La Fille du Far West de Puccini

L’Opéra de Lyon célèbre le centenaire de la mort de Puccini en programmant sa trop rare Fanciulla del West. L’œuvre présente des enjeux dramatiques sans prétention, qui autorisent toutes les audaces. Or l’audace, c’est justement ce qui a manqué à Tatjana Gürbaca, metteuse en scène qu’on a connue bien plus inspirée en d’autres circonstances – Werther à Zurich, Katia Kabanova à Genève… Dénué de parti-pris comme de second degré, son spectacle est par ailleurs assez fruste sur le plan visuel. Devant un grand ciel gris, un étrange et modeste décor tournant, dans des tons sépias, servira pour les trois actes – il apparaîtra fracassé au dernier, sans qu’on sache pourquoi. Les costumes sont aussi peu séduisants, en particulier ceux de Minnie, qui passe d’une robe en lamé kitchissime à un pyjama fleuri guère seyant. Les mouvements sont certes réglés avec un savoir-faire incontestable, et rien ne vient troubler la narration – mais rien ne l’éclaire non plus. Surtout, la fantaisie qu’appelle ce tendre western reste aux abonnés absents. Dommage.
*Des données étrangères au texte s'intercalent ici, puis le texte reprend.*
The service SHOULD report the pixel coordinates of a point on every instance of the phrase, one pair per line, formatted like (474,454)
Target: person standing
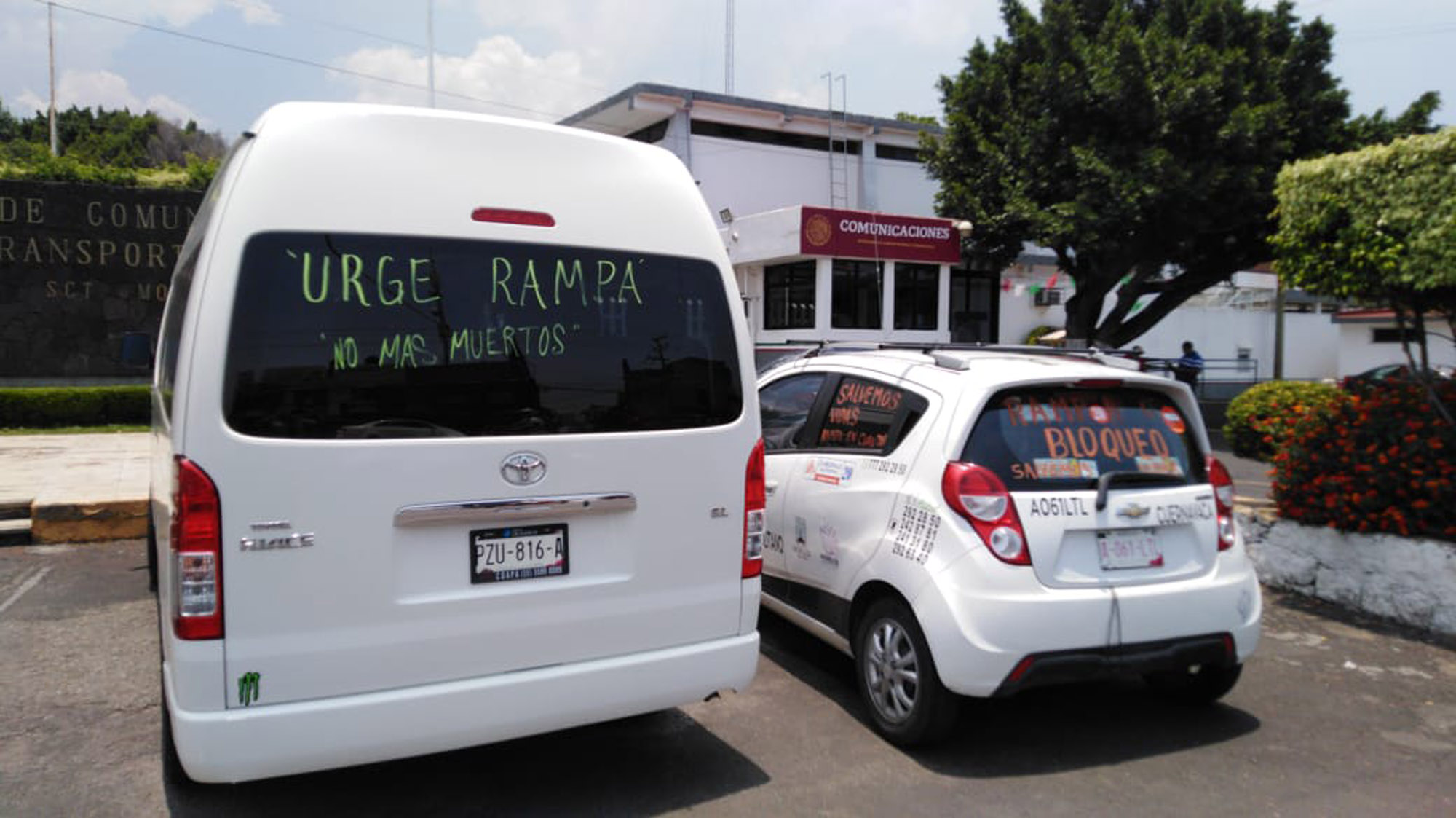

Se consolera-t-on avec les voix ? Chiara Isotton est une Minnie plus jeune, au soprano moins dramatique, au tempérament moins ravageur aussi, que celles qu’on entend d’ordinaire. Le timbre charnu sur toute la longueur de la tessiture comme l’art du phrasé exemplaire font merveille dans les moments d’abandon – ainsi lorsqu’elle évoque ses souvenirs d’enfance au I (« Laggiu nel Soledad »). Dans les colères et les emportements du II, l’artiste donne tout d’elle-même, avec une vaillance sans défaut, poussant sa voix dans ses extrêmes retranchements sans compromettre pour autant la fermeté du dessin mélodique.

Impeccables petits rôles

Si le Dick Johnson de Riccardo Massi brille d’un éclat parfois discret dans l’aigu, le timbre ne manque pas de charme, un rien barytonnant par instant, la ligne est nuancée, les regrets empreints de sincérité (« Ch’ella mi creda libero e lontano »). Le Jack Rance de Claudio Sgura a l’émission qui bouge au début – sa déclaration d’amour (« Minnie, dalla mia casa son partito ») en souffre quelque peu ; ce shérif montrera davantage d’aplomb par la suite, bien que l’on en ait connu de plus carnassiers, de plus généreux dans le cantabile. La galerie des petits rôles est très bien distribuée. S’en distinguent en particulier le Nick de Robert Lewis, ténor tout en lumière et souplesse, l’Ashby de Rafal Pawnuk, belle basse au fort caractère, la Wowkle de Thandiswa Mpongwana, mezzo au capiteux velours, ou encore le Jack Wallace de Pawel Trojak qui lance sa nostalgique chanson (« Che faranno i vecchi miei ») avec juste ce qu’il faut de larmes, reprise ensuite par un chœur d’hommes impeccablement préparé – ce qui se confirmera dans ses invectives au III.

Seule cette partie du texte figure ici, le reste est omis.